Patrick Roland Cullinan | |
---|---|
Born | Pretoria, South Africa | 25 May 1933
Died | 14 April 2011 Cape Town, South Africa | (aged 77)
Occupation | Poet, biographer |
Nationality | South African |
Relatives | Sir Thomas Cullinan (grandfather) |
Patrick Roland Cullinan (21 May 1932 – 14 April 2011) was a South African poet and biographer.

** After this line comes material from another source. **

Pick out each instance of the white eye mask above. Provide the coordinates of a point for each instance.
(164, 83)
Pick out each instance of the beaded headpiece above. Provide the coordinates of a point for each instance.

He was born in Pretoria into a significant diamond-mining family (his grandfather, Sir Thomas Cullinan, a diamond mine owner, gave his name to the Cullinan Diamond) and Patrick attended Charterhouse School and Magdalen College, University of Oxford in England (where he read Italian and Russian). After his studies, he returned to South Africa, where he worked as a sawmill owner and farmer in the Eastern Transvaal. With Lionel Abrahams, he founded the Bateleur Press in 1974, and the literary journal The Bloody Horse: Writings and the Arts in 1980. Through the journal (the title taken from a poem by Roy Campbell) Cullinan sought to re-establish the standing of poetry in South Africa. Influences included John Betjeman, W. B. Yeats, Eugenio Montale, Rimbaud, and Dante.